Cependant, le cadre de la Cour ne comporte aucune limite de temps établie. Ce qui constitue un délai raisonnable dépend donc de l’applicabilité de l’exigence de « délai raisonnable » et de critères liés aux affaires concernant le caractère raisonnable du temps écoulé pendant la procédure. Lorsqu’il s’agit d’élaborer des normes, c’est là une situation délicate. Mais l’on peut à juste titre se demander à qui revient la responsabilité d’établir des limites de temps d’une nature plus générale : cela ne relève certainement pas de la responsabilité d’un tribunal puisque des limites de temps établies pour les procédures judiciaires ne sont ni déterminées par la Convention européenne des droits de l’homme ni exécutoires au titre de lois nationales. Nous ne savons même pas actuellement si le fait de fixer un délai maximal exécutoire pour les procédures judiciaires serait plus efficace que de mettre en place des systèmes budgétaires, assortis de mesures d’incitation financières, pour encourager les tribunaux à accélérer les procédures. D’après la jurisprudence de la Cour européenne des droits de l’homme, le choix de ces mesures appartient aux États contractants qui ont ratifié la Convention européenne des droits de l’homme.

Aux fins de nos analyses, nous nous limitons aux grands titres et essayons de ne pas (encore) entrer trop dans les détails techniques complexes de la jurisprudence de la Cour.
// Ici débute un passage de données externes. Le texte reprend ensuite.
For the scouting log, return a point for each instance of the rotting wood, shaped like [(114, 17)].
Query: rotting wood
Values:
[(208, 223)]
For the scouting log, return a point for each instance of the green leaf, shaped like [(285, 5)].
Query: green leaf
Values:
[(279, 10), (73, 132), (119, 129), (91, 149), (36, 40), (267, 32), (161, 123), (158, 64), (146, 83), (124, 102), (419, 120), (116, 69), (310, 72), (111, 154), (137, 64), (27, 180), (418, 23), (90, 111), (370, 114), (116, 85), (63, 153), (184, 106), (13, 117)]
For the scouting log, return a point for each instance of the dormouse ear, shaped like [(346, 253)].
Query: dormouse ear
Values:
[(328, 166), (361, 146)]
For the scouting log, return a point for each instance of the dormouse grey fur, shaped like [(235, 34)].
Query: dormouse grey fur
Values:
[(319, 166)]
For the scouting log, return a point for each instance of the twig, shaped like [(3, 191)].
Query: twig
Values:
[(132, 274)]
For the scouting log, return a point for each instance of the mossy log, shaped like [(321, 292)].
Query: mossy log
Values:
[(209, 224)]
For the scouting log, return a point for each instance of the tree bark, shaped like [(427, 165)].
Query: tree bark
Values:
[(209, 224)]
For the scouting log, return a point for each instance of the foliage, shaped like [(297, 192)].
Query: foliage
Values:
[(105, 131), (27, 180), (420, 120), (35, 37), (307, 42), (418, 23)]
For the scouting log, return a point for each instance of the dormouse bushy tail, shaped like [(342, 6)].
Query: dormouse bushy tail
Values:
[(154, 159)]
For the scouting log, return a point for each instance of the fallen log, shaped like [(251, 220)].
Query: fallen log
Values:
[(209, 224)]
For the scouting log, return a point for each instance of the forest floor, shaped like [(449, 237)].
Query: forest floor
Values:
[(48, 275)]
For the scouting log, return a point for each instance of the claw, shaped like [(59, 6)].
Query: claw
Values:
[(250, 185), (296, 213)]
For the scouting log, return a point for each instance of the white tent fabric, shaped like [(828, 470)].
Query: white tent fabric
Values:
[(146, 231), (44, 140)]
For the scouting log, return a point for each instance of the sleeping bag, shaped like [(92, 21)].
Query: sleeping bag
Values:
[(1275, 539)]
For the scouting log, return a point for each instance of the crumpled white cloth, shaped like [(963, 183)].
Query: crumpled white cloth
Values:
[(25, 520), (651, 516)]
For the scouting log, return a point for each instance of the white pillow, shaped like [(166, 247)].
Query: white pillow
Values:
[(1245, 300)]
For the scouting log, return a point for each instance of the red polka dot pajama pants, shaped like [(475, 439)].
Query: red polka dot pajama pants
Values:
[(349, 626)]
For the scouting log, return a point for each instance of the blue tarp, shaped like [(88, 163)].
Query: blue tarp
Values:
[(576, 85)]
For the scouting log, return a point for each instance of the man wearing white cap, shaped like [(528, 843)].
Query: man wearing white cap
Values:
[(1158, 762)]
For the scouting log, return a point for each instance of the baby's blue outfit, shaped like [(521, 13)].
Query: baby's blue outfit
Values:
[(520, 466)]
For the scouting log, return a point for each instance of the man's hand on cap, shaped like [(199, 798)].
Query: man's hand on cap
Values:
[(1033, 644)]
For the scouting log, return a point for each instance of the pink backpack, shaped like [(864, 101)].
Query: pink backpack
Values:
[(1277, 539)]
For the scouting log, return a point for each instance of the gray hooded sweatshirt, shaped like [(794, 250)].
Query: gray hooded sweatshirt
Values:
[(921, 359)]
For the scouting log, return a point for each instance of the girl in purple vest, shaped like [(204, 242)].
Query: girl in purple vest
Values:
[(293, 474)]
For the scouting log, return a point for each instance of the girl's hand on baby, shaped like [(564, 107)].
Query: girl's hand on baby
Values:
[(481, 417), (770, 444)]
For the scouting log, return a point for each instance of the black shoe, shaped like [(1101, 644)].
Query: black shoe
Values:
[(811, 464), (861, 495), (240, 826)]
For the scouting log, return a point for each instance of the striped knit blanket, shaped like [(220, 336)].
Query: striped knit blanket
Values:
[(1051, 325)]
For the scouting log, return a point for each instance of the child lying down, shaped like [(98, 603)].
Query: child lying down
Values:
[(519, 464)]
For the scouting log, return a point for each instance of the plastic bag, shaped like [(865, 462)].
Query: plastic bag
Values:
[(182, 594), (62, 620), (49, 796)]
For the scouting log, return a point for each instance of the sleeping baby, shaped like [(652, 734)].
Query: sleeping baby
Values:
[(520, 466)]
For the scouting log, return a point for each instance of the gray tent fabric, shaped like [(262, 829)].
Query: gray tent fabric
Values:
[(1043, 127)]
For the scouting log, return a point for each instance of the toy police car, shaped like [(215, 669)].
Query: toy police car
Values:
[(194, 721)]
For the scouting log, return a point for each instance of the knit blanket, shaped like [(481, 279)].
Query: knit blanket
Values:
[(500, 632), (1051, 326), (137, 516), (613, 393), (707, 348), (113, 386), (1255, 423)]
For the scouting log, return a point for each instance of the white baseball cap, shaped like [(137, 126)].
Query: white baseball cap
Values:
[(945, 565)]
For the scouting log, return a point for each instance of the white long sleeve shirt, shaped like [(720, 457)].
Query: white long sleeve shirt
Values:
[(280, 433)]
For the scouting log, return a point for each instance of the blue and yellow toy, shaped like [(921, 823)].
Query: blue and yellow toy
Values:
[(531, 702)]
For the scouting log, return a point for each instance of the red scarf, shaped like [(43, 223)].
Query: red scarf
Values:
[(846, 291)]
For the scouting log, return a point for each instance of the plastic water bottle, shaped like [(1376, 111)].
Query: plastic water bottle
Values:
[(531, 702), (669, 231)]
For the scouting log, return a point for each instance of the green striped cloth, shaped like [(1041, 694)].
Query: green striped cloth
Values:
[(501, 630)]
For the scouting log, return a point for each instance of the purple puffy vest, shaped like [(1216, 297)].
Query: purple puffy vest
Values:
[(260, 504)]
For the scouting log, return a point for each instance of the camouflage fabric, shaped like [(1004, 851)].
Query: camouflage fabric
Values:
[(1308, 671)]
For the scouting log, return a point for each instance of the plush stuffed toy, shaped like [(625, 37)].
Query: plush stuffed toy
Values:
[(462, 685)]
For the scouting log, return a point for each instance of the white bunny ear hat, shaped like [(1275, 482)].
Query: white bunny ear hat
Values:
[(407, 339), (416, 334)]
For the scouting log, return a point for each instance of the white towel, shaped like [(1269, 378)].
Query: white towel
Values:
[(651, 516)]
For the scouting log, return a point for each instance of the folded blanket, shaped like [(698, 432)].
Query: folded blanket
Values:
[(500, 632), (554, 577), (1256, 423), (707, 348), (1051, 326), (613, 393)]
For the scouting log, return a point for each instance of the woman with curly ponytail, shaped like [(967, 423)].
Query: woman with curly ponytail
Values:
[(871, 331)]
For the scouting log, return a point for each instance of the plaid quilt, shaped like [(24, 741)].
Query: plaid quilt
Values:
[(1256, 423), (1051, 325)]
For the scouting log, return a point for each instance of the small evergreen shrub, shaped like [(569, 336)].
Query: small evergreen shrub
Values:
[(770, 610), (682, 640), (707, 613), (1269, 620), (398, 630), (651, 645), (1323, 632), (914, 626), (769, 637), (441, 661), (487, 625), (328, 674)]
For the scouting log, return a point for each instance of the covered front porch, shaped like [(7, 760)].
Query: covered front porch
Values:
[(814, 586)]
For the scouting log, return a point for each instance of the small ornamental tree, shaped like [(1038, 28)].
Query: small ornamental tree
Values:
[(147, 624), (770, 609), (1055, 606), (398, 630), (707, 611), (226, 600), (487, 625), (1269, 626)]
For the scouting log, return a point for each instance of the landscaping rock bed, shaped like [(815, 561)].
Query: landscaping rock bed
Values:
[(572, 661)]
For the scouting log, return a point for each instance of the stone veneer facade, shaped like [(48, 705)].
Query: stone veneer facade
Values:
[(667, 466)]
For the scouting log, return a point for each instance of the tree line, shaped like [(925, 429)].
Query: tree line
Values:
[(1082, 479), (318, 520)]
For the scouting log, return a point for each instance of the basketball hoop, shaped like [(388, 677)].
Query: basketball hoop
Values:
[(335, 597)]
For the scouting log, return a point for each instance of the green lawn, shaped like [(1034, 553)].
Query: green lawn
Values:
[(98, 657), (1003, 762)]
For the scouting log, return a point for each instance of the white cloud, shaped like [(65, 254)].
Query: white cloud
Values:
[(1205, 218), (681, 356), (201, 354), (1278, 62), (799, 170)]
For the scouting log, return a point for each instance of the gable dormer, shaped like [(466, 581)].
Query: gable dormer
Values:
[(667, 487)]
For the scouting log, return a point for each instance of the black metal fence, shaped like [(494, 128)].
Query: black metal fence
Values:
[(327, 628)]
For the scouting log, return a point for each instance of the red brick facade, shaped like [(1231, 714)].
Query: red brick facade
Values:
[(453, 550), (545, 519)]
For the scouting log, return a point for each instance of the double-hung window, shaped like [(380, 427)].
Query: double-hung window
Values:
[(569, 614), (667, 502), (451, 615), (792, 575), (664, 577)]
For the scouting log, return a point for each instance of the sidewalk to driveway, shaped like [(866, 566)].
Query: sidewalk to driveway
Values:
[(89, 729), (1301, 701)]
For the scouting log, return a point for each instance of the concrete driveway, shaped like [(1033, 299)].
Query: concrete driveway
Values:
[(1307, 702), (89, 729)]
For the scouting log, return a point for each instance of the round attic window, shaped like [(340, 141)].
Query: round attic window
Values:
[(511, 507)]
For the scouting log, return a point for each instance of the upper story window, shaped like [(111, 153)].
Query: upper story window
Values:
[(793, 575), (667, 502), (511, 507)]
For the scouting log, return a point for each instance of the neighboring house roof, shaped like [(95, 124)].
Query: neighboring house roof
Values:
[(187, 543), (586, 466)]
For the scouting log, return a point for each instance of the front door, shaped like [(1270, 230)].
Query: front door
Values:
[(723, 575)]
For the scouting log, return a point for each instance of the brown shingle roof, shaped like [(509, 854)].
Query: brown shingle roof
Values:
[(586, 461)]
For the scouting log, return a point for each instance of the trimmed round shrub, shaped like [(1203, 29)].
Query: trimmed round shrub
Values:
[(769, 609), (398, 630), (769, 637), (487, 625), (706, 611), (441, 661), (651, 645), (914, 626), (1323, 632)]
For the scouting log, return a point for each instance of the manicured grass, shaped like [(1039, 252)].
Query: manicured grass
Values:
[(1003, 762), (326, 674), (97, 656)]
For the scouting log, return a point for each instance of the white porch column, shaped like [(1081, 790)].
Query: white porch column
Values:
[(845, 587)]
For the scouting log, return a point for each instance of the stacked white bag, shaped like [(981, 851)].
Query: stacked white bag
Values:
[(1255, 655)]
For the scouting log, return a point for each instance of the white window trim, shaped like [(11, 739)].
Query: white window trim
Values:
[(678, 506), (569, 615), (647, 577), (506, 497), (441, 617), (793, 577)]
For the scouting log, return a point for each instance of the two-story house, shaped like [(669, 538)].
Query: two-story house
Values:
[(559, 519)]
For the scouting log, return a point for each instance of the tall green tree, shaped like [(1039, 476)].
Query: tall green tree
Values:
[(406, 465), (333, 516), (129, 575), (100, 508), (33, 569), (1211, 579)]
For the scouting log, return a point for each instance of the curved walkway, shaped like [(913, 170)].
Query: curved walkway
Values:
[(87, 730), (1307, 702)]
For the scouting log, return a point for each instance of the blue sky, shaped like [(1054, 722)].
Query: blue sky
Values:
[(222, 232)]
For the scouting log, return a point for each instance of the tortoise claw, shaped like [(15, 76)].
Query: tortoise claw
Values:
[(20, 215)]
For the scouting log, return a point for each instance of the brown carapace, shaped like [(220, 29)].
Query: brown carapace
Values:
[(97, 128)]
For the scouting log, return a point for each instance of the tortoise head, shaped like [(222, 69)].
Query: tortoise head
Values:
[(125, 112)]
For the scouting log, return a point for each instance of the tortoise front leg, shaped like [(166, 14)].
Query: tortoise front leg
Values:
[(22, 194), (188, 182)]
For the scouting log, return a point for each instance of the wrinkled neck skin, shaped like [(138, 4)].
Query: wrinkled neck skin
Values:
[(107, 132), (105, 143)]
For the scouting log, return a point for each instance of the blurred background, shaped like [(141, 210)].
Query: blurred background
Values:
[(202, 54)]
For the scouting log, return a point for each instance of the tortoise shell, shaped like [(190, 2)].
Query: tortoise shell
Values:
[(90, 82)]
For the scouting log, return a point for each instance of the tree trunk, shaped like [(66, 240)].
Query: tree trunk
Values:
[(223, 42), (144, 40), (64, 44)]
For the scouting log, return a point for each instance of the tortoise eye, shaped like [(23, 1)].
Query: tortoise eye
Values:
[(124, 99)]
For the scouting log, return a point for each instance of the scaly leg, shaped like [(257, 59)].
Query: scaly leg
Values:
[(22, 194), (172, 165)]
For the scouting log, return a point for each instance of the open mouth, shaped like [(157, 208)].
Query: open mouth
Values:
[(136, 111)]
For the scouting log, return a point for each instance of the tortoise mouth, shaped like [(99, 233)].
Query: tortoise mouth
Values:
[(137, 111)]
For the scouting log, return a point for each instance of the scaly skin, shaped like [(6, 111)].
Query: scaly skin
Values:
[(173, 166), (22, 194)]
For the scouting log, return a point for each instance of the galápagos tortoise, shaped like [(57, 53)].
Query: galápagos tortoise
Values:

Limites externes de l’applicabilité

L’exigence de délai raisonnable ne vaut que si l’article 6 de la Convention européenne des droits de l’homme est applicable dans une affaire. Cela étant dit, nous renvoyons à la vaste jurisprudence et aux nombreux articles concernant la question de savoir ce que constituent les « droits et obligations de caractère civil » et une « accusation pénale » (voir Dijk, van et Van Hoof 1998, Viering 1994 et Merills 2001).

L’exigence dune décision finale dans un délai raisonnable est quelque peu différente dans les affaires civiles, pénales et administratives. La Cour estime en effet qu'il incombe aux États  contractants d'organiser leur système judiciaire de telle sorte que leurs juridictions puissent garantir à chacun le droit d'obtenir dans un délai raisonnable une décision définitive sur les contestations relatives à ses droits et obligations de caractère civil. Ce point est réitéré dans de nombreux arrêts de la Cour[1].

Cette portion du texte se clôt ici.